I did the png conversion but skipped the regularization weight and data augmentation adjustments, and now it actually works with Mapillary Vistas. For completeness, I will list all necessary steps in this message, although most of them are copied from my previous messages.
- Image and label resizing using Python:
#!/usr/bin/env python3
import os
import cv2 as cv
import numpy as np
from PIL import Image
TRAIN_IMAGE_DIR = '/path/to/mapillary_vistas_2/training/images'
TRAIN_LABEL_DIR = '/path/to/mapillary_vistas_2/training/v2.0/labels'
VAL_IMAGE_DIR = '/path/to/mapillary_vistas_2/validation/images'
VAL_LABEL_DIR = '/path/to/mapillary_vistas_2/validation/v2.0/labels'
image_dirs = [TRAIN_IMAGE_DIR, VAL_IMAGE_DIR]
label_dirs = [TRAIN_LABEL_DIR, VAL_LABEL_DIR]
target_size = (512, 512)
dir_suffix = '_{}x{}'.format(*target_size)

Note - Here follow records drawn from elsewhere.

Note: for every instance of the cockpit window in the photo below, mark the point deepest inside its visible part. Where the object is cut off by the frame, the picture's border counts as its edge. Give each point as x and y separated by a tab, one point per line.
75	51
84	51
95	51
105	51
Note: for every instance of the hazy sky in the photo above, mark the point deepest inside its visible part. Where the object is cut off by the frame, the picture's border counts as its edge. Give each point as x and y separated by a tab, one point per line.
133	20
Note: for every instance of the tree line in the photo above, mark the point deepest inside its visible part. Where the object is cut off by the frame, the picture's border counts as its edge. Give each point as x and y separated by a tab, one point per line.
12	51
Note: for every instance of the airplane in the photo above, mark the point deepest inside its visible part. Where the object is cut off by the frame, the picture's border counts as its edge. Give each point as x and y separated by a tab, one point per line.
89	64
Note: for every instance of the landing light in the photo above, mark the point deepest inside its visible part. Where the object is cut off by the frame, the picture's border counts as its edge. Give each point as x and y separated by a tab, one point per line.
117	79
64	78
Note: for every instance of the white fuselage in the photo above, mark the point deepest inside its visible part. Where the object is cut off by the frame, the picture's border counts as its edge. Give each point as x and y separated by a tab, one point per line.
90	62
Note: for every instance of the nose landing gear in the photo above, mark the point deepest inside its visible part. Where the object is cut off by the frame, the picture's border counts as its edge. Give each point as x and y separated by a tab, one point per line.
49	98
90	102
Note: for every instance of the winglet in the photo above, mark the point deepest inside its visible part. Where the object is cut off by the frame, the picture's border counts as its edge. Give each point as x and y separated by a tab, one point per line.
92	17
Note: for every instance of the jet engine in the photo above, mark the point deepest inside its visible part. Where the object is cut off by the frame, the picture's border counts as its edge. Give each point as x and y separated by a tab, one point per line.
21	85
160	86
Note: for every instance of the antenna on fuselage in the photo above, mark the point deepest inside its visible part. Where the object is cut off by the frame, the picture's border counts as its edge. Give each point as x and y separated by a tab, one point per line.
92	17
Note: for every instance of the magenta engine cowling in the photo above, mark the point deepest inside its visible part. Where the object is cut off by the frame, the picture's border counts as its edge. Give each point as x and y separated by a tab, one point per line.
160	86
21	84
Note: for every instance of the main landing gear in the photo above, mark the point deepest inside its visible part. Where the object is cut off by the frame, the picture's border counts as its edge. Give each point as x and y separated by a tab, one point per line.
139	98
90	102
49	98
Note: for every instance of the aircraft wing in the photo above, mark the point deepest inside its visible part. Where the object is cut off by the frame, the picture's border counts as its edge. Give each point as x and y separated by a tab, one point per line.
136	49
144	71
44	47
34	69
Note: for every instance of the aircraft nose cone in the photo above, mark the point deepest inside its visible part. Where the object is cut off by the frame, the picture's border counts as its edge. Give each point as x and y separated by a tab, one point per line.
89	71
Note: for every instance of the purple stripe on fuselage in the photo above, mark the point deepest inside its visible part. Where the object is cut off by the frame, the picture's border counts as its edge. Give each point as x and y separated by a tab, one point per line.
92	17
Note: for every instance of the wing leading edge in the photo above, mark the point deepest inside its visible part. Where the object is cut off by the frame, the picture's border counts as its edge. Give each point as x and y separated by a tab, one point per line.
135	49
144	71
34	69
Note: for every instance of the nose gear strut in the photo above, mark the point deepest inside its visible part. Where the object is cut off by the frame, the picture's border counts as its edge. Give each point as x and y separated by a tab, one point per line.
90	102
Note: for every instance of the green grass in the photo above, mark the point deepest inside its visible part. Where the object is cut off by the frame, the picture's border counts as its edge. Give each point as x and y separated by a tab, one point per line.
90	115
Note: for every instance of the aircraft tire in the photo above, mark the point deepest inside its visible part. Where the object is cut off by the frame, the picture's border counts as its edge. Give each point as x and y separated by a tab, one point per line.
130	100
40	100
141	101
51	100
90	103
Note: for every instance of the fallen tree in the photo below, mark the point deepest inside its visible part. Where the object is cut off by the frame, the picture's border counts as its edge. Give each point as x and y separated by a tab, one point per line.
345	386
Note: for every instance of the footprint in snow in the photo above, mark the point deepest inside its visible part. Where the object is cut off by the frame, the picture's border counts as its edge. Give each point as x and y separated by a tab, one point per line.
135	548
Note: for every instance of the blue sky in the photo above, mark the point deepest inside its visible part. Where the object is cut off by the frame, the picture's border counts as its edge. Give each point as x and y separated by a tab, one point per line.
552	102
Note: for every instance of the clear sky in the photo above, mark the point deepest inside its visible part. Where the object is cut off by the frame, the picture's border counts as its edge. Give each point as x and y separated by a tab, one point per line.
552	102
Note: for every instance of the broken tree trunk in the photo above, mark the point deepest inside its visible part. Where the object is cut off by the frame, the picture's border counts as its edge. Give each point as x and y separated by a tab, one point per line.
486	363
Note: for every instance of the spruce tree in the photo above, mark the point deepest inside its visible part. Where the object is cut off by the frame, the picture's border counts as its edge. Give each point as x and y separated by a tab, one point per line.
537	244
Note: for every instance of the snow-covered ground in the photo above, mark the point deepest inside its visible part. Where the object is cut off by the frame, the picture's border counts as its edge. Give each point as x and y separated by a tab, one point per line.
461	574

def resize_image(filename_old, filename_new):
image = cv.imread(filename_old, cv.IMREAD_UNCHANGED)
image = cv.resize(image, dsize=target_size, interpolation=cv.INTER_AREA)
cv.imwrite(filename_new, image)
def resize_label(filename_old, filename_new):
image = np.array(Image.open(filename_old).convert('P'))
image = cv.resize(image, dsize=target_size, interpolation=cv.INTER_NEAREST)
cv.imwrite(filename_new, image)
def process_dir(dirname_old, resize_fun):
dirname_new = os.path.normpath(dirname_old) + dir_suffix
if os.path.exists(dirname_new):
print('{} already exists, skipping'.format(dirname_new))
return
os.mkdir(dirname_new)
files = os.listdir(dirname_old)
for f in files:
filename_old = os.path.join(dirname_old, f)
filename_new = os.path.join(dirname_new, f)
resize_fun(filename_old, filename_new)
for d in image_dirs:
process_dir(d, resize_image)
for d in label_dirs:
process_dir(d, resize_label)
- Jpg-to-png conversion (this could probably be easily done by modifying the Python script above, but since I had already run it, I used
convert
instead):
mkdir /path/to/mapillary_vistas_2/training/images_512x512_png
for f in /path/to/mapillary_vistas_2/training/images_512x512/*.jpg
do
convert "$f" /path/to/mapillary_vistas_2/training/images_512x512_png/$(basename "$f" .jpg).png
done
mkdir /path/to/mapillary_vistas_2/validation/images_512x512_png
for f in /path/to/mapillary_vistas_2/validation/images_512x512/*.jpg
do
convert "$f" /path/to/mapillary_vistas_2/validation/images_512x512_png/$(basename "$f" .jpg).png
done
- Docker launch:
docker run -it --gpus all \
-v /path/to/mapillary_vistas_2:/mapillary_vistas_2:ro \
-v /path/to/my_folder:/workspace/my_folder \
nvcr.io/nvidia/tlt-streamanalytics:v3.0-py3
- Model download (note that this is using TAO although the docker image is TLT):
ngc registry model download-version nvidia/tao/pretrained_semantic_segmentation:resnet18
- Spec file and training command:
model.txt (19.5 KB)
unet train \
-e /workspace/my_folder/model.txt \
-m /workspace/pretrained_semantic_segmentation_vresnet18/resnet_18.hdf5 \
-r /workspace/my_folder/output \
-k my_key
This is the training loss:
And this is the inference result:
Things to note:
- Automatic mixed precision was not used
- All images were png
- All image aspect ratios matched the network input aspect ratio
- All images actually had the same size as the network input, but I assume this is not necessary
Also, when resizing labels, it is important to make sure that the output is in single-channel format, and that the interpolation method is chosen such that no spurious labels are introduced. The above Python scripts does the resizing properly.
I won’t mark this as solved yet, because I want to train the network using the BDD100K dataset which was my original goal. I also want to run inference with different image sizes. Next, I will investigate whether I can achieve these goals.